It seems like these days I can’t eat breakfast without reading about some new encryption app that will (supposedly) revolutionize our communications — while making tyrannical regimes fall like cheap confetti.
This is exciting stuff, and I want to believe. After all, I’ve spent a lot of my professional life working on crypto, and it’s nice to imagine that people are actually going to start using it. At the same time, I worry that too much hype can be a bad thing — and could even get people killed.

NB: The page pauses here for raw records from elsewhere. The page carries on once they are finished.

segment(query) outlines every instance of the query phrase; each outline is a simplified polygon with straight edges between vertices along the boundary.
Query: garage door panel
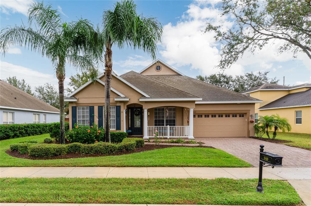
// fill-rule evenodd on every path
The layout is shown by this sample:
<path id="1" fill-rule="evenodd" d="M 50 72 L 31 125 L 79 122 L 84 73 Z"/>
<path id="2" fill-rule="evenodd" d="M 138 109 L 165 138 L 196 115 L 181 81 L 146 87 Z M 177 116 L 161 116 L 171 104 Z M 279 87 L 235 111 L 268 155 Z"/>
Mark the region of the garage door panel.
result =
<path id="1" fill-rule="evenodd" d="M 246 114 L 244 117 L 211 117 L 215 114 L 202 114 L 202 117 L 193 118 L 193 136 L 195 137 L 230 137 L 246 136 L 247 122 Z M 208 114 L 209 117 L 205 117 L 204 114 Z M 236 114 L 238 117 L 239 114 Z M 197 117 L 197 115 L 196 115 Z"/>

Given what’s at stake, it seems worthwhile to sit down and look carefully at some of these new tools. How solid are they? What makes them different/better than what came before? And most importantly: should you trust them with your life?
A couple of notes…
Before we get to the details, a few stipulations. First, the apps we’ll talk about here are hardly the only apps that use encryption. In fact, these days almost everyone advertises some form of ‘end-to-end encryption‘ for your data. This has even gotten Skype and Blackberry into a bit of hot water with foreign governments.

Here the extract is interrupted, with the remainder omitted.